女性健康倡议（WHI）癌症治疗后生命及长寿（LILAC）研究是研究乳腺癌治疗后生活质量的极好资源。在研究开始时，询问女性有关最初癌症治疗后出现的新症状。在本文中，我们着眼于采用回归建模来估计临床和生活方式因素与新症状病例比较（受变量）的相关性，这些因素都是在癌症诊断时（独立变量）收集而来。虽然临床和生活方式数据是纵向收集的，但是诊断时或诊断之前的一致时间点上获得的测量数据很少，这使得数据分析更为复杂。此外，参数计数模型（例如泊松分布和负二项式）不能很好地拟合症状数据。因此，鉴于在LILAC中遇到的问题，我们提出了两种贝叶斯联合模型，用于处理纵向数据和计数结果。我们的两种模型根据结果分布上所作的假设而有所不同：一种使用负二项式分布，另一种使用非参数高斯舍入混合（RMG）分布。每个计数分布的平均值取决于在感兴趣的时间点（例如诊断）上连续变量、二元变量和序数变量的潜在值。为了便于插补，纵向变量共同使用线性混合模型来描述潜在的正常随机变量，并对随机个体效应分配狄利克雷过程先验以松弛分布假设。在模拟研究中，当数据不是负二项式分布时，RMG联合模型表现出了优越的功效和预测准确性。对于包含预测因子通过向前传递的最后一个值插补的RMG模型，产生偏向中性的估计结果。我们使用我们的模型研究了LILAC中癌症诊断时睡眠健康与癌症治疗后新症状病例之间的关系。

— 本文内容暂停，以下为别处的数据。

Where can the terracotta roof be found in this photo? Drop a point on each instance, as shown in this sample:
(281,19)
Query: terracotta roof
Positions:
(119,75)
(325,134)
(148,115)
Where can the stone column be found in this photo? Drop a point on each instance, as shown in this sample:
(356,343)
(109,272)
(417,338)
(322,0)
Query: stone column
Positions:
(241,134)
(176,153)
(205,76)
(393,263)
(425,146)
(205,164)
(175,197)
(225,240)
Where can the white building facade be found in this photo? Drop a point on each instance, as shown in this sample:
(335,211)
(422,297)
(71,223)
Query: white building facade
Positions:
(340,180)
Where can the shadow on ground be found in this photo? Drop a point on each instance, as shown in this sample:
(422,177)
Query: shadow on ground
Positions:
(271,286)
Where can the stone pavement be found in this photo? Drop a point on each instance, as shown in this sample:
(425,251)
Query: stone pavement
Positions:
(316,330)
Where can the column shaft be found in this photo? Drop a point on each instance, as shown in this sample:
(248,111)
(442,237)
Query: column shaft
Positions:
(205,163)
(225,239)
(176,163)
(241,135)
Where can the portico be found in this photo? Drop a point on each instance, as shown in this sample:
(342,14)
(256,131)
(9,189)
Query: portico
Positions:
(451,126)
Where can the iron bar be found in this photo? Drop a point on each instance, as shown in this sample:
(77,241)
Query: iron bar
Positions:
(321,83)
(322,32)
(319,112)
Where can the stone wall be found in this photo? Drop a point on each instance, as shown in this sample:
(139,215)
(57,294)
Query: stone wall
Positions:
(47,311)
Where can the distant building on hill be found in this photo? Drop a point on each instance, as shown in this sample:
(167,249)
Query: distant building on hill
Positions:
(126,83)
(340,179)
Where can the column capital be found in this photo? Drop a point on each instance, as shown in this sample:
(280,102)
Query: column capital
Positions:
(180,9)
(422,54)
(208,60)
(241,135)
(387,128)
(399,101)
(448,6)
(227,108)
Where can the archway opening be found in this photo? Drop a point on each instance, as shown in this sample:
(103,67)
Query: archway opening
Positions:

The Women's Health Initiative (WHI) Life and Longevity After Cancer (LILAC) study is an excellent resource for studying the quality of life following breast cancer treatment. At study entry, women were asked about new symptoms that appeared following their initial cancer treatment. In this article, we were interested in using regression modeling to estimate associations of clinical and lifestyle factors at cancer diagnosis (independent variables) with the number of new symptoms (dependent variable). Although clinical and lifestyle data were collected longitudinally, few measurements were obtained at diagnosis or at a consistent timepoint prior to diagnosis, which complicates the analysis. Furthermore, parametric count models, such as the Poisson and negative binomial, do not fit the symptom data well. Thus, motivated by the issues encountered in LILAC, we propose two Bayesian joint models for longitudinal data and a count outcome. Our two models differ according to the assumption on the outcome distribution: one uses a negative binomial (NB) distribution and the other a nonparametric rounded mixture of Gaussians (RMG). The mean of each count distribution is dependent on imputed values of continuous, binary, and ordinal variables at a time point of interest (e.g. diagnosis). To facilitate imputation, longitudinal variables are modeled jointly using a linear mixed model for a latent underlying normal random variable, and a Dirichlet process prior is assigned to the random subject-specific effects to relax distribution assumptions. In simulation studies, the RMG joint model exhibited superior power and predictive accuracy over the NB model when the data were not NB. The RMG joint model also outperformed an RMG model containing predictors imputed using the last value carried forward, which generated estimates that were biased toward the null. We used our models to examine the relationship between sleep health at diagnosis and the number of new symptoms following breast cancer treatment in LILAC.